Spicy notes of clove and peppermint give Mata Hari an aroma that can only really be described as “Christmas.” The aroma lingers in the nose and paves the way to prominent basil, wormwood, and grassy notes with a bitter earthiness on the end.
There is a slight burn from the alcohol, so be sure to inhale gently. Otherwise, it can be overwhelming and overpower the rest of the aromas.
I was most surprised by the candy-like sweetness throughout the aroma once I began preparing this absinthe. It’s like the sweetness was waiting in ambush for water to be added.
Color & Louche
A common issue with most Bohemian absinthes on the market is the use of artificial coloring. Thankfully, Mata Hari only uses natural ingredients and achieves its color naturally.
Before preparation, the color itself is a dark, forest green. It’s a clean distillation with no particulate left in the bottle.
The louche comes on very quickly with Mata Hari Absinthe Bohemian.
It’s almost immediate which never fails to catch me by surprise. However, the louche does fade quickly and lingers as a thin and opalescent tinge in the glass.
Additionally, there isn’t a great deal of texture to the louche here. But given the reduced anise in the recipe, this isn’t terribly surprising.
It’s a decent presentation, all things considered.
Flavor & Mouthfeel
There is virtually no anise flavor to Mata Hari which might be a plus for some people, but I have a hard time getting past that.
While there are violet, peppermint, and clove/cinnamon notes in Mata Hari, it feels less “spicy” and WAY more earthy and medicinal.
I also pick up some (very) faint notes of chamomile and licorice on the back end before paving the way for a bitter wormwood finish.
There isn’t a deep complexity to Mata Hari like I generally expect from most absinthes. Of course, being named after an infamously enigmatic World War 1 spy makes the lack of complexity even more surprising.
The flavor feels very “one-note” and there isn’t much of a mouthfeel or texture to play with here. It’s very “what you see is what you get” in that way. You get all the flavors, but you’re getting them all at once.
Curiously, the back of the bottle claims that the non-dominant anise taste makes it perfect for cocktails.
This claim makes me scratch my head a bit.
You can try using Mata Hari for such cocktails, but the flavor will be radically different than intended. In most cases, I can’t see it working particularly well…
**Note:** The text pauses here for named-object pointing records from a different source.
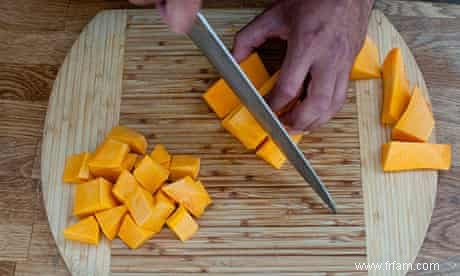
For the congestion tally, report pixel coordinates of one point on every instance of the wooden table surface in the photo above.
(35, 36)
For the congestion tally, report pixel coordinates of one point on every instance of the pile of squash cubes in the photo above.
(410, 115)
(141, 200)
(128, 194)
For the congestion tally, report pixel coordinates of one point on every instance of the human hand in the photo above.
(323, 39)
(178, 14)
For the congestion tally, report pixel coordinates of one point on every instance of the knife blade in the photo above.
(203, 35)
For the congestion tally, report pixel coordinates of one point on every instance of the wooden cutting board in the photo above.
(127, 68)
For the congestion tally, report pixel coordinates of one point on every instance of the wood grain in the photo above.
(7, 268)
(393, 200)
(93, 77)
(428, 28)
(163, 81)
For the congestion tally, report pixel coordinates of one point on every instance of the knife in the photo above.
(202, 34)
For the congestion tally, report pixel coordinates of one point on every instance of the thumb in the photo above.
(264, 26)
(179, 14)
(294, 70)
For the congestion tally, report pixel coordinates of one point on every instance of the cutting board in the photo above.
(127, 68)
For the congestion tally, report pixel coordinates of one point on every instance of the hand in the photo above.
(178, 14)
(323, 39)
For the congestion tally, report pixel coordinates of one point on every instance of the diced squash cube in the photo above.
(417, 122)
(133, 235)
(268, 86)
(395, 87)
(189, 193)
(399, 156)
(110, 220)
(184, 165)
(182, 224)
(366, 65)
(140, 205)
(220, 96)
(108, 159)
(163, 207)
(138, 160)
(161, 155)
(150, 213)
(129, 161)
(125, 185)
(85, 231)
(93, 196)
(270, 152)
(241, 124)
(76, 168)
(150, 174)
(134, 139)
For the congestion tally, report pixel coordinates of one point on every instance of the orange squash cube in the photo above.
(241, 124)
(395, 87)
(366, 65)
(184, 165)
(134, 139)
(129, 161)
(161, 156)
(190, 194)
(221, 98)
(182, 224)
(270, 152)
(110, 220)
(140, 205)
(400, 156)
(108, 159)
(148, 212)
(132, 234)
(85, 231)
(150, 174)
(163, 207)
(76, 168)
(417, 122)
(268, 86)
(93, 196)
(126, 184)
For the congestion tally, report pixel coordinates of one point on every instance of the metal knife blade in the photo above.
(202, 34)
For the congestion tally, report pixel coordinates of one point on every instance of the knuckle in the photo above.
(287, 90)
(322, 104)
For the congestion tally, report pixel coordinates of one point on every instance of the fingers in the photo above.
(316, 105)
(294, 69)
(143, 2)
(338, 100)
(178, 14)
(256, 33)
Related: How To Taste Absinthe Like a Pro
Conclusion – Reviewing Mata Hari Absinthe Bohemian
I don’t pretend to not GREATLY prefer the French-Swiss style of absinthe over the Czech/Bohemian style. So, of course, individual taste counts for a lot here.
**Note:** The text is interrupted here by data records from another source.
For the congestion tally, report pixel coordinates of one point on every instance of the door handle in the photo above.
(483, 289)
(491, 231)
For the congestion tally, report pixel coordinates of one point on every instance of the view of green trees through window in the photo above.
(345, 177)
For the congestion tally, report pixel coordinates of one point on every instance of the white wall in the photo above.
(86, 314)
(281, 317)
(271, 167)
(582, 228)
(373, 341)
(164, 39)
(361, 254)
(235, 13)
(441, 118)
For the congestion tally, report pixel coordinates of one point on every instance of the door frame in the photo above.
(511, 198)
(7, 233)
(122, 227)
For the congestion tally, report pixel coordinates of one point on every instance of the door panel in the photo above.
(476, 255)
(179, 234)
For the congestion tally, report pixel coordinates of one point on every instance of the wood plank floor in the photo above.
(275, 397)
With that said, I do try to keep an open mind when it comes to absinthes that break from tradition. After all, you never know what kind of interesting flavors and experiences await you in the world of absinthe.
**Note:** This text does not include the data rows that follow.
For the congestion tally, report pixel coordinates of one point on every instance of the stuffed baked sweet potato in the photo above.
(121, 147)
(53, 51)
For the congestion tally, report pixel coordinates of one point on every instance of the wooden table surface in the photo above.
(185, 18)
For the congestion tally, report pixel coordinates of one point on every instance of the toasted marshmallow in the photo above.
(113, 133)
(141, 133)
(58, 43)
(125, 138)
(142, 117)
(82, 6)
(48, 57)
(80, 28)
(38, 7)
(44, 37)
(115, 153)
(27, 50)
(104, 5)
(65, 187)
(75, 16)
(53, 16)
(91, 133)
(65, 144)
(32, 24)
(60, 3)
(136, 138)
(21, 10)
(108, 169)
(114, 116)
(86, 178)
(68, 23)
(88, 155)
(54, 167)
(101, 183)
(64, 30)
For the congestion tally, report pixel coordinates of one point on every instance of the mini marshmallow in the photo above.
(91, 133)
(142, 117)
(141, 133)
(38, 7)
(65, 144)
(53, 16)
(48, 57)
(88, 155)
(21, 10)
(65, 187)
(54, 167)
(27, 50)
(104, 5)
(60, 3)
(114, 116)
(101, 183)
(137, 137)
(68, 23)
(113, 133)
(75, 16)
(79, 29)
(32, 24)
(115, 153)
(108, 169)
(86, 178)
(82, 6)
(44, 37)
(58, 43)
But personally, Mata Hari just doesn’t do it for me.
The medicinal earthiness, lack of anise, and “one-note” flavor profile just don’t fit anything that I love about the absinthe experience.
I don’t necessarily hate this absinthe, but it’s certainly not one I’ll be reaching for with any regularity. While Mata Hari may have its defenders, I’m afraid I’m not one of them.
In the days when there were fewer options in the US market, it was a unique and novel option. But these days, it’s not hard to do better.
If you’re not a fan of more traditional absinthes or want to explore absinthe but without the anise flavor, you might enjoy this.
However, if you prefer the anise-rich flavor and complexity of more classic absinthes, Mata Hari is bound to leave you disappointed and maybe just a bit heartbroken.
If you’re looking for a spicy and more budget-friendly absinthe, you might instead check out something like Mephisto Absinthe Classique, which is from the same distillery. I enjoyed that one a bit more and it still has those spicy “Christmas” notes to it, but in a way that I found more compelling.
But for a little extra than Mata Hari’s typical price tag of between $40-50, you could instead get something more complex, readily available, and enjoyable like St. George or Pernod.